Maturation and activation of DC stimulated with purified LPS derived from N. meningitidis H44/76 and the LpxL1 mutant. imDC were incubated with the indicated LPS preparations for 20 h and analyzed for expression of maturation markers CD83, CD86, and CD40 by FACS (A) and production of IL-10, IL-12p70, and TNF-α by ELISA (B). Representative results (A) and the mean ± SEM values (B) of three separate experiments with three different donors are shown. unstim, unstimulated; nd, not determined; bd, below detection level.

FIG. 2.

Interaction of the N. meningitidis wild type and the LpxL1 mutant with DC. (A) ImDC were incubated with the PFA-fixed wild type, H44/76, or the LpxL1 mutant at 1:50 and 1:200 ratios for 20 h and analyzed for the production of IL-10 and IL-12p70 by ELISA. unstim; unstimulated; bd, below detection level; *, P < 0.05. (B and C) imDC were incubated with the PFA-fixed, FITC-labeled wild type, H44/76, or the LpxL1 mutant at 1:50 and 1:200 ratios. At the indicated time points, DC were PFA fixed, washed, and analyzed by FACS (B) and by confocal microscopy (C) (2 h; 1:200 ratio is shown). The mean ± SEM values (A and B) and representative results (C) of three separate experiments with three different donors are shown.

FIG. 3.

Differential activation of hTLR4/hMD-2 by H44/76 and LpxL1. HeLa 57A cells transfected with hTLR4, hMD-2, and hCD14 were stimulated with purified H44/76 LPS or LpxL1 LPS (A) or PFA-fixed N. meningitidis H44/76 or the LpxL1 mutant (B) at the indicated concentrations. After 5 h, NF-κB luciferase activities, indicated in RLU, were measured. The values are the means ± SEMs of at least three experiments.

FIG. 4.

Inhibition of LPS-induced activation of TLR4/MD-2 by LpxL1 LPS. HeLa 57A cells transfected with hTLR4, hMD-2, and hCD14 were stimulated with purified H44/76 LPS, LpxL1 LPS, or mixtures of these LPS preparations at ratios of 1:1 and 1:10 (1 = 10 ng/ml).
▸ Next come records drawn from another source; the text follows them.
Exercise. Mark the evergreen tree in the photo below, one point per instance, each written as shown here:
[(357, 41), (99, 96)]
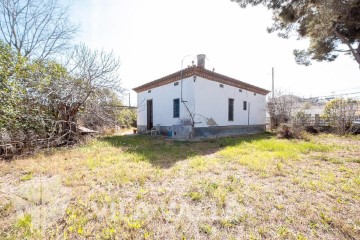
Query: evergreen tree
[(332, 26)]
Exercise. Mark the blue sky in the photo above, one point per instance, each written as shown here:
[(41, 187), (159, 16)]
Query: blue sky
[(152, 37)]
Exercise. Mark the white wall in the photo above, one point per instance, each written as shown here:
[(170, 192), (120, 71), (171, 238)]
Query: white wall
[(205, 99), (163, 97), (212, 103)]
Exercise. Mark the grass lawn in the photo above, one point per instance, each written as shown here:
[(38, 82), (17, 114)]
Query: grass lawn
[(141, 187)]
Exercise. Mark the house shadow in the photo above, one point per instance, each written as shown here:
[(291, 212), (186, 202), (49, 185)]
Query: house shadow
[(164, 153)]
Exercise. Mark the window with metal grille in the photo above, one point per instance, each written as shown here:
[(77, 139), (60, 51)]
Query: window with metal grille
[(231, 109), (176, 108)]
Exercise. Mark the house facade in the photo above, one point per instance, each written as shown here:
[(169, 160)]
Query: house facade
[(196, 102)]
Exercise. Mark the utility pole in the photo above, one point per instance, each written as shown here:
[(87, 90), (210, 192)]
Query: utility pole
[(273, 82)]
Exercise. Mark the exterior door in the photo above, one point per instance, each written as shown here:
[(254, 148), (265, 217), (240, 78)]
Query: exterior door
[(149, 110)]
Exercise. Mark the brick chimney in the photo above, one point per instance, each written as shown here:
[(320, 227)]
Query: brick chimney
[(201, 60)]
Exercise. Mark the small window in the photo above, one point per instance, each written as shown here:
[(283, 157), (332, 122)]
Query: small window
[(176, 108), (231, 109)]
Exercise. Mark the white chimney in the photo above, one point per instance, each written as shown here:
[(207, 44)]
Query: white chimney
[(201, 60)]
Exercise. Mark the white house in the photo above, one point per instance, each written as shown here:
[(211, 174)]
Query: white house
[(196, 102)]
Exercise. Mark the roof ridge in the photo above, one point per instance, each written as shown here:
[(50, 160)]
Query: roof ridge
[(201, 72)]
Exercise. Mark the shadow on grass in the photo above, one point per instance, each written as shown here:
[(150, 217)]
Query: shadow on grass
[(164, 153)]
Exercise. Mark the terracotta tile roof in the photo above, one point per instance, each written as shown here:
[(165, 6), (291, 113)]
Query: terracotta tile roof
[(200, 72)]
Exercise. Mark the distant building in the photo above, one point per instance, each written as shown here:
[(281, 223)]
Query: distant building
[(196, 102)]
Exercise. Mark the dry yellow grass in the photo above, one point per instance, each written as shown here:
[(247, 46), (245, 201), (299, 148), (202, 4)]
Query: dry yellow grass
[(138, 187)]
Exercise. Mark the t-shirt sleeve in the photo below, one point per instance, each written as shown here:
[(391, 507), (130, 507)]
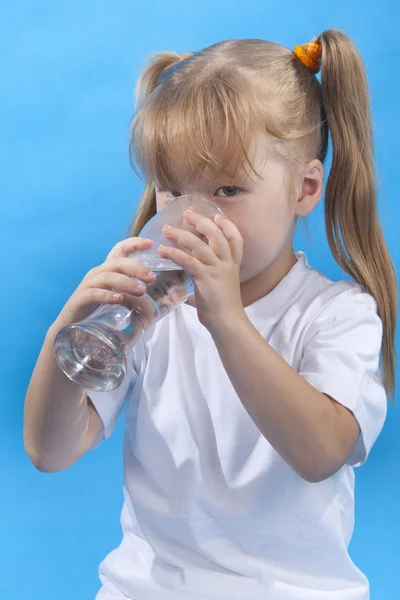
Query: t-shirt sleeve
[(109, 405), (341, 358)]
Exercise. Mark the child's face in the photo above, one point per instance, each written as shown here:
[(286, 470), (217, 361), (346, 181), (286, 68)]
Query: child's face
[(258, 207)]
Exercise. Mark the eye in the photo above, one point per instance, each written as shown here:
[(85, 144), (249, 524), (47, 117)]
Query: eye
[(230, 190)]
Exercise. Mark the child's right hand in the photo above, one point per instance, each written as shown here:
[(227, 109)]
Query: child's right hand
[(115, 273)]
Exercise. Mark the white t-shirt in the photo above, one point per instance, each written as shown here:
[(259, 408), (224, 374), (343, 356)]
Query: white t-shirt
[(211, 511)]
After 5 h of incubation, NF-κB luciferase activities were measured. Values are expressed in RLU and represent the means ± SEMs for the results of at least three experiments.

FIG. 5.

Activation of mTLR4/mMD-2 by H44/76 and the LpxL1 mutant. HeLa 57A cells transfected with mTLR4, mMD-2, and mCD14 were stimulated with purified H44/76 LPS or LpxL1 LPS (A) or PFA-fixed N. meningitidis H44/76 or the LpxL1 mutant (B) at the indicated concentrations. After 5 h, NF-κB luciferase activities were measured. Values are expressed in RLU and represent the means ± SEMs for the results of at least three experiments.

FIG. 6.

Species-specific recognition of N. meningitidis LpxL1 LPS. HeLa 57A cells transfected with hTLR4 (A) or mTLR4 (B) in combination with human or murine MD-2 and CD14 were stimulated with 10 ng/ml of H44/76 LPS or LpxL1 LPS. After 5 h of incubation, NF-κB luciferase activities were measured. Values are expressed in RLU and are the means ± SEMs for the results of at least three experiments.